TALLINN - In July, instructions from the Estonian Financial Supervision Authority will come in force, according to which banks will have to, to a greater extent, consider the real possibilities and needs of people before granting a loan, reports Postimees. Although the law that obliges banks to observe the requirement of responsible lending was valid in the boom years as well, Financial Supervision Authority board chairman Raul Malmstein says that its contents were not specified. The instruction that will soon be enforced should fill in these blanks.
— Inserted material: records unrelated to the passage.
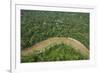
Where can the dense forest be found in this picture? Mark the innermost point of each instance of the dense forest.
(40, 25)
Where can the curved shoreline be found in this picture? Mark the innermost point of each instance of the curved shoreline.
(56, 41)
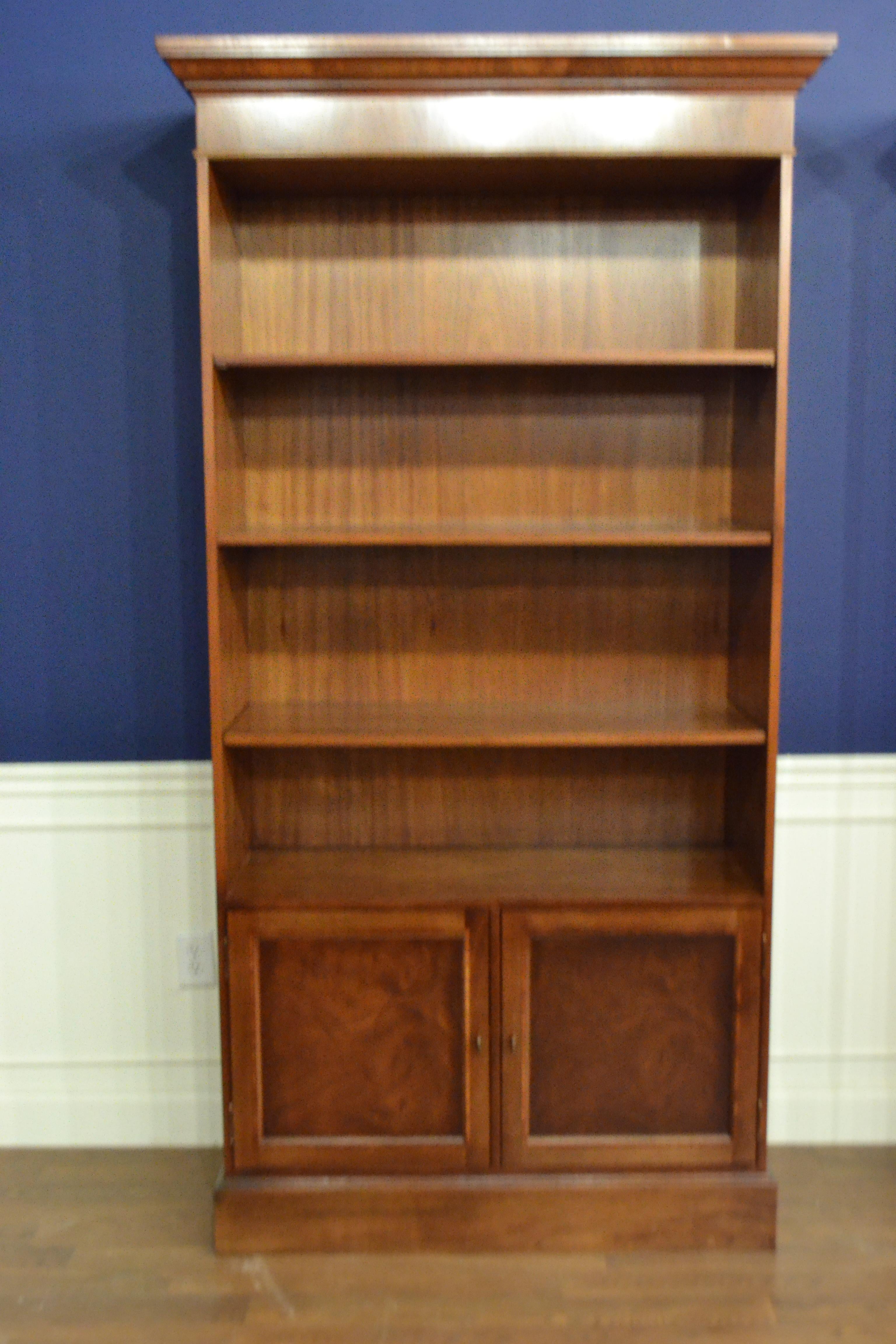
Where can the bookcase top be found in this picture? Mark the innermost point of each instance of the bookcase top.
(612, 61)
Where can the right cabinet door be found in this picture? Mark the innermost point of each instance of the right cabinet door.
(631, 1038)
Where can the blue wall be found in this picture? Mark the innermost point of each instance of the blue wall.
(103, 639)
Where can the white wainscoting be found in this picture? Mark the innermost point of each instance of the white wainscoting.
(103, 866)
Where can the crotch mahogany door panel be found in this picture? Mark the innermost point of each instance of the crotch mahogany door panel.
(360, 1040)
(631, 1038)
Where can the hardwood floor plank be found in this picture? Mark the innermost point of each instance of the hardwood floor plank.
(115, 1248)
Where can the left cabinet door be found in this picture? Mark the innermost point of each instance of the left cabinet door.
(360, 1040)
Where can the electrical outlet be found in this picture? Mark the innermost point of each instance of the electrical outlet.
(197, 959)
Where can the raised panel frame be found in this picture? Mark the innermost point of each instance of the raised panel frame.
(522, 1151)
(425, 1154)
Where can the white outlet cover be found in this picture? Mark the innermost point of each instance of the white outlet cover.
(197, 960)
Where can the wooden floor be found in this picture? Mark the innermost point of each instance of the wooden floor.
(116, 1246)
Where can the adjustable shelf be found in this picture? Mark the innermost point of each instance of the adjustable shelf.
(545, 877)
(547, 359)
(498, 533)
(482, 725)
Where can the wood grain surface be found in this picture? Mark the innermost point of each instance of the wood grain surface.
(651, 1060)
(465, 279)
(482, 799)
(626, 876)
(551, 455)
(360, 1040)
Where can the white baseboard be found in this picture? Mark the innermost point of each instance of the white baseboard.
(156, 1102)
(103, 866)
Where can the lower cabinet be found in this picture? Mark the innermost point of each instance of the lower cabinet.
(631, 1038)
(360, 1040)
Estonian Banking Association board chairman Riho Unt says that banks, supervision authorities and loan takers have all learned a lesson from the boom era. According to the new instruction, banks have an obligation of making sure that people’s incomes are actually sufficient to fulfill the obligations they take. Unt explained that this means, for example, careful consideration of result-based wages of employees or of dividends that can easily be cancelled, as well as whether a person is able to find a new job should he lose his existing one.
The bank should also look at whether the loan applicant had been earlier able to save money or not. The decision to grant a loan has to depend on the needs of loan-takers: for example, if a person living alone wants a loan to buy a 200 square meter home, this may not seem to be very “reasonable.”
Unt said that still, there are no firm rules and banks have to decide in each case, separately, if it is reasonable to grant a loan or not. The instruction also prescribes that banks have to explain to customers what happens when difficulties emerge. “Attention has to be paid to the black scenario,” said Malmstein.
Malmstein said that it can be assumed that issues concerning responsible lending can in the future bring court cases that are based on debt restructuring and debt protection laws.